Tuesday, September 20, 2005 11:10 PM
by
RepeatableRead
Nibbling Deletes - Intro
So, your application was a success. You're getting oodles and oodles
of traffic. Only, it's building up faster than you had anticipated, and
after a bit of calculation, you've determined that if the present
trends persist, you'll have 24 TB of data within 1 year. Only, you
really don't need data > 3 months old in the main OLTP tables.
Question: How do you archive, or nuke that older
data without impacting performance? Trying to delete vast sums of data
all at once will lock your table, which will block threads, which will
stall your application, and cause you all sorts of grief.
Enter the 'nibbling' delete - a trick I came up with to archive
oodles (0.3-10 million rows/day) of 'traffic' data on a very busy
server. In my situation, a clustered index didn't exist along the
'date' domain of the entity in question, so trying to handle that many
locks on a row-level basis (for a ranged, date-based, delete) would
have taken the server to its knees (well, would have hiccuped it for a
few seconds at least - and I couldn't afford ANY interuptions).
The Main Concept: Sql Server can, and will, do a
fine job of just getting rid of a few rows at a time. It's when you try
to remove 40k or 4 million at a gulp that it gets cranky. What we need
is a simple way to 'spoon feed' it a few rows to nibble on at a time.
When it's done with those rows, it can have a few more. Happily, SQL
Server provides a way to set up your own 'nibbling' operation, with the
use of some simple logic and the assistance of the WAITFOR operator. As
follows:
DECLARE @count int
SET @count = 2000
SET ROWCOUNT 2000
WHILE @count = 2000 BEGIN
DELETE FROM myBigTable
WHERE someCondition = true
SELECT @count = @@ROWCOUNT
WAITFOR DELAY '000:00:00.200'
END
Simple huh? The where clause can be as simple as something like
WHERE recordedDate > @30DaysAgo. However, you may find that spooling
all of those results is too expensive, so you could do something like:
DECLARE @count int
SET @count = 2000
SET ROWCOUNT 2000
WHILE @count = 2000 BEGIN
DELETE FROM myBigTable
WHERE targetID IN
(SELECT TOP 2000 targetID
FROM myBigTable WITH(NOLOCK)
WHERE something = somethingElse)
SELECT @count = @@ROWCOUNT
WAITFOR DELAY '000:00:00.200'
END
And that's it. Forcing SQL Server to limit the number of 'row
operations' (via setting the ROWCOUNT) stops it from gobbling up oodles
and oodles of locks, but allows SQL Server to just keep churning and
churning until all of the targeted rows are deleted.
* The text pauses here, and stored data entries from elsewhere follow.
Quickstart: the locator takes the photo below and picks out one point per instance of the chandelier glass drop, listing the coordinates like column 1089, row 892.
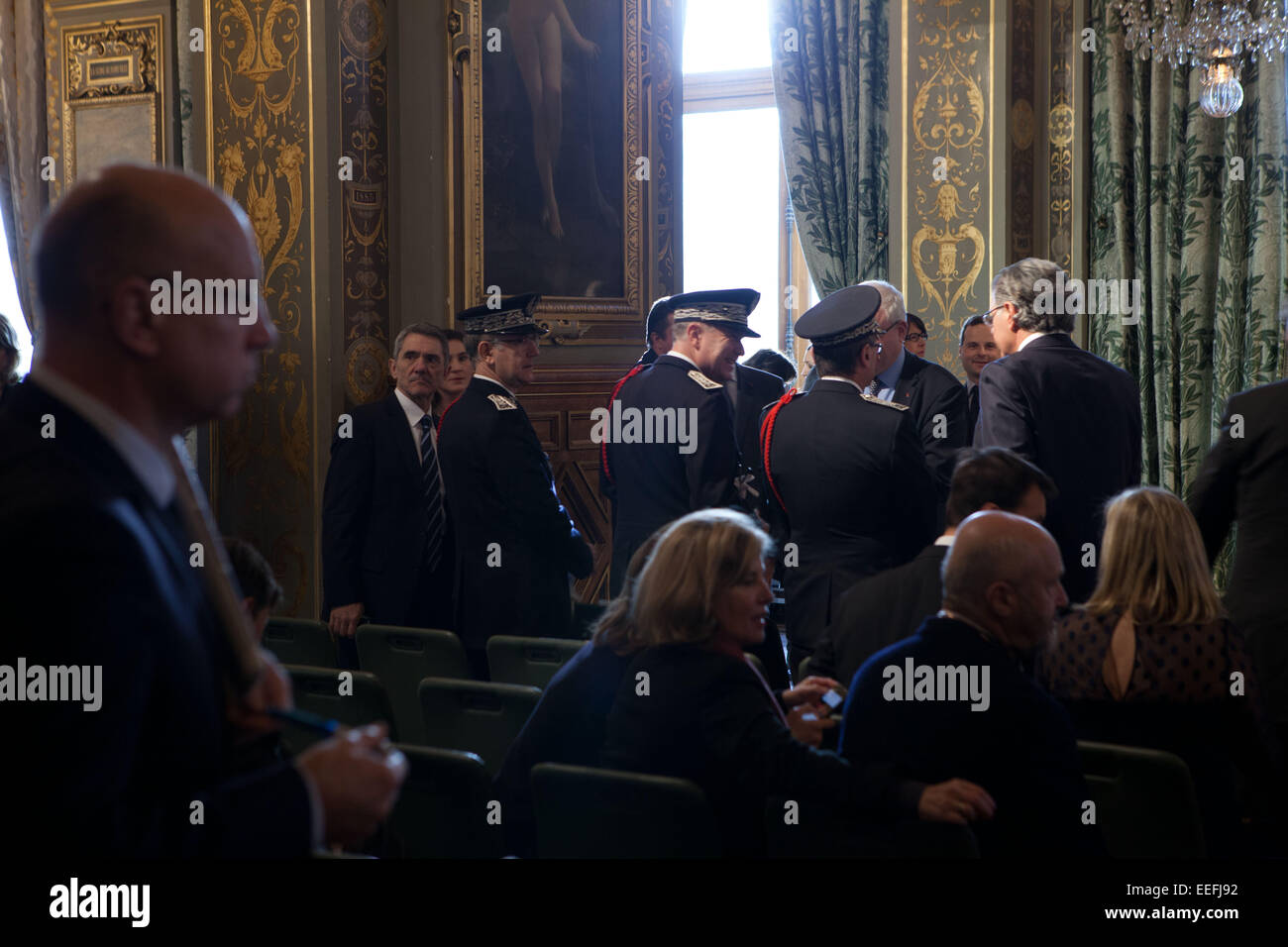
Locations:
column 1214, row 38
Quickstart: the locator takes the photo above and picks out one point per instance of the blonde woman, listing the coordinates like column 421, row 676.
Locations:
column 708, row 716
column 1150, row 659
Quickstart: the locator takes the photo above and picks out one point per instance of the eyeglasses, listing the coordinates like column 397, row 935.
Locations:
column 988, row 316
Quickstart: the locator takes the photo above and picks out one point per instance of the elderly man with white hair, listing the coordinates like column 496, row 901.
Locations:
column 956, row 697
column 1070, row 412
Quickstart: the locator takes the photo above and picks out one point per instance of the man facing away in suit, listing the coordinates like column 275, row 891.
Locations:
column 956, row 698
column 975, row 348
column 890, row 605
column 1070, row 412
column 515, row 545
column 1244, row 480
column 932, row 394
column 103, row 578
column 386, row 544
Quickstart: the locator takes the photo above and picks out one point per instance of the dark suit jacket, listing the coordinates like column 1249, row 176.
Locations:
column 930, row 390
column 1021, row 749
column 568, row 725
column 1076, row 416
column 656, row 482
column 707, row 718
column 515, row 544
column 1243, row 480
column 373, row 517
column 98, row 575
column 879, row 611
column 853, row 482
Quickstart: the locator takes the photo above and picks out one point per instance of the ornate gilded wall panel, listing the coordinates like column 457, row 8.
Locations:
column 949, row 163
column 1060, row 134
column 1021, row 127
column 107, row 85
column 259, row 150
column 364, row 90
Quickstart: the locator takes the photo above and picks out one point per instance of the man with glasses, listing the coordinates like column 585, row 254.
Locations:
column 515, row 545
column 386, row 547
column 846, row 478
column 931, row 393
column 1057, row 406
column 975, row 348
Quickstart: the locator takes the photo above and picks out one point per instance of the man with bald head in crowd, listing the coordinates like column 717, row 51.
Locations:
column 138, row 738
column 957, row 698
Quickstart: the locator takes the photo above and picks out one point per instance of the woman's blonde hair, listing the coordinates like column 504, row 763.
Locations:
column 697, row 558
column 1153, row 566
column 614, row 629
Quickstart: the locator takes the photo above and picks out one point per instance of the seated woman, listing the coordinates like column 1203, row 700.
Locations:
column 1150, row 660
column 709, row 718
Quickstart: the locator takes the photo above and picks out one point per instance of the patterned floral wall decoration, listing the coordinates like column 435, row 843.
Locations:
column 259, row 149
column 365, row 215
column 949, row 163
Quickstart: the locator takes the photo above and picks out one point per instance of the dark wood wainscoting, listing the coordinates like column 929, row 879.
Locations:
column 559, row 403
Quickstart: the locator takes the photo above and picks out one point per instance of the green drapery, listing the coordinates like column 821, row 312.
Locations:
column 1211, row 250
column 831, row 82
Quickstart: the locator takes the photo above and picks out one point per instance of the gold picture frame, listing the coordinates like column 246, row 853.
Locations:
column 645, row 145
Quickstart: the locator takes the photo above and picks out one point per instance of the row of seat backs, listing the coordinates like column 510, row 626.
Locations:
column 1145, row 804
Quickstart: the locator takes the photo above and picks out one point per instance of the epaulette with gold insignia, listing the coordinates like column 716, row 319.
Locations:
column 883, row 401
column 502, row 403
column 703, row 380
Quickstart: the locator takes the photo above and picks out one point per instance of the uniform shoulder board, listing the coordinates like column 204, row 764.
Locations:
column 502, row 403
column 884, row 402
column 703, row 380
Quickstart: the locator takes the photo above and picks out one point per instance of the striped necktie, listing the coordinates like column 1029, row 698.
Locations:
column 432, row 486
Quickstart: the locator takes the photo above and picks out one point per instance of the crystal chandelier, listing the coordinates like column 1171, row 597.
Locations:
column 1212, row 38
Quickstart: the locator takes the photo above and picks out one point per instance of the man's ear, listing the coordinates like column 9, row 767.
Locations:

Giving SQL Server
2000 .2 seconds to 'think' between operation will give it enough time
to make sure that any operations that queue against your nibbling
delete will pass through without much of a wait (on a heavily trafficed
system some operations WILL queue behind yours, but the calling
application can't really tell the difference as they never take more
than .4 seconds to complete.
Of course, in SQL Server 2005, the SET ROWCOUNT operator has been
retired. Instead you'll just need to the TOP operator, which now
accepts variables:
DECLARE @target int
SET @target = 2000
DECLARE @count int
SET @count = 2000
WHILE @count = 2000 BEGIN
DELETE FROM myBigTable
WHERE targetID IN
(SELECT TOP @target targetID
FROM myBigTable WITH(NOLOCK)
WHERE something = somethingElse)
SELECT @count = @@ROWCOUNT
WAITFOR DELAY '000:00:00.200'
END
And frankly, that's a bit cleaner anyhow (i.e. WHERE mainTable.id IN (SELECT TOP # of ids from the mainTable)).
I'll post a bit more about this later, specifically on some other
tips and tricks, and ways to handle tables with FK constraints
(specifically with CASCADES enabled).